Causal Inference Collaboratory

Understanding the cause-and-effect relationship between two things can help us understand the potential impact of an intervention in public health research and beyond

Causal inference helps determine when correlation might tell us about causation, which is what researchers are often interested in. The causal inference framework rigorously outlines the assumptions we need to make to draw conclusions beyond apparent associations.
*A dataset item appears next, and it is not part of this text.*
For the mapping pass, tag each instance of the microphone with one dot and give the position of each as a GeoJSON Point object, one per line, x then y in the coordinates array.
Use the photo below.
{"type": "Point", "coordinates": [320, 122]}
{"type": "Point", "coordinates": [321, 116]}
Building upon the existing strengths of the college through a community of collaboration, our vision is to be a central resource for researchers interested in advancing causal inference research. By bringing together researchers with diverse expertise, our mission is to foster causal reasoning within interdisciplinary research to yield novel strategies and grant proposals. We will offer regular meetings, training sessions, and assistance in the preparation for grants that evaluate causal effects to answer research questions. Our collaborative group is designed to not only build upon the pillars of excellence of our college from a methodological standpoint but also provide hands-on experience and help with projects entailing complexities related to causality. This work will address challenges central to public health research, which are relevant both for randomized and observational studies across the college and university.

Collaboratory Goals

Dr. Emily Roberts, Team Lead

Department of Biostatistics

Dr. Roberts has experience utilizing and developing causal inference techniques, particularly principal stratification methodology and Bayesian estimation for surrogate endpoint validation. Many of these projects employ causal inference methods such as propensity score weighting, mediation analyses, and adjustment for selection and confounding bias in complex survey designs and data collection.

Collaborators

Hari Sharma

Department of Health Management and Policy

Dr. Sharma’s research centers on critical issues related to the financing, workforce, and disparities in access and quality of post-acute and long-term care in the US, with a particular focus on nursing homes. He uses quasi-experimental methods to estimate the causal effect of policies on different outcomes. Recent projects include evaluating supplemental payments to nursing homes, assessing the impact of rural nursing home closures, and documenting occupational injuries in US nursing homes.

Nathan Wikle

Department of Statistics

Dr. Wikle has worked on developing causal methods for environmental health data analysis. His research includes the estimation of causal effects in settings with spatial interference. His current work includes the estimation of causal effects in the presence of non-local confounding, as well as developing new methods for causal inference with spatio-temporal data under stochastic interventions.

Jonathan Platt

Department of Epidemiology

Dr. Platt has experience studying the epidemiology of adolescent psychiatric disorders and suicide. His methodological expertise has focused on estimating developmental and social mechanisms underlying psychiatric disorders using causal inference approaches, as well as modeling spatial and temporal effects and the use of machine learning methods to identify novel health risk patterns.

Kai Wang

Department of Biostatistics

Dr. Wang has conducted some theoretical work on mediation analysis. He compared the full-information maximum likelihood estimate and the iterative feasible generalized least squares estimate in terms of their variance matrices for a mediation model that contains a treatment-mediator interaction term. His current research focuses on theoretical aspects of Mendelian randomization analysis.

Stay Tuned

 End of Semester Event
May 7, 2025, 11 am to 2 pm

11-11:15 Causal Inference Collaboratory Overview, Accomplishments, Next Steps (C217)
11:15-12:15 Speed Presentations on Causal Inference Research
12:15-12:30 Break/lunch is served
12:30-1:20 Presentation and full group brainstorming
1:30-2:00 Small group grant brainstorming (Move to Ellig Auditorium)

 Spring 2025 Meetings
February 4 at 11:30 am in C217 or via Zoom
February 17 at 12:30 pm in S402 or via Teams
March 11 at 11:30 am in C217 or via Teams
March 24 at 12:30 in S402 or via Teams
April 8 at 11:30 in C217 or via Teams
April 22 at 2:30 in S402 or via Teams

 Fall 2024 Meetings
September 11 at 2:30 p.m.
September 23 at 12:30 p.m.
October 9 & 23 at 2:30 p.m.
November 6 at 2:00 p.m.
November 20, December 4 & 18 at 2:30 p.m.

Meetings and workshops cover areas such as:

  • Causal mediation
  • Mendelian randomization and instrumental variables
  • Causal inference with environmental exposures, interference, and applications for spatial data
  • Causal inference techniques and clinical trial design and analysis
  • Use of surrogate markers, managing treatment non-adherence, and combining randomized and observational data
  • Practical introduction to Monte Carlo simulation studies
  • Statistical intuition underlying causal identification
  • Plan, conduct, and interpret simulation studies, particularly through the lens of sensitivity to causal assumptions

Our main goal is to expand our team and bring together researchers interested in causal inference via the Collaboratory! Please contact Lila Basnet to be added to the calendar invites and attend our sessions to get involved. Reach out to Emily Roberts with questions.

Resources

In fall 2024, our group discussed the important role of causal inference in public health. In the paper, the authors discuss the history of frameworks in approaching causal inference over time. Importantly, they advocate for the teaching and use of the modern potential outcomes framework for evaluating causality.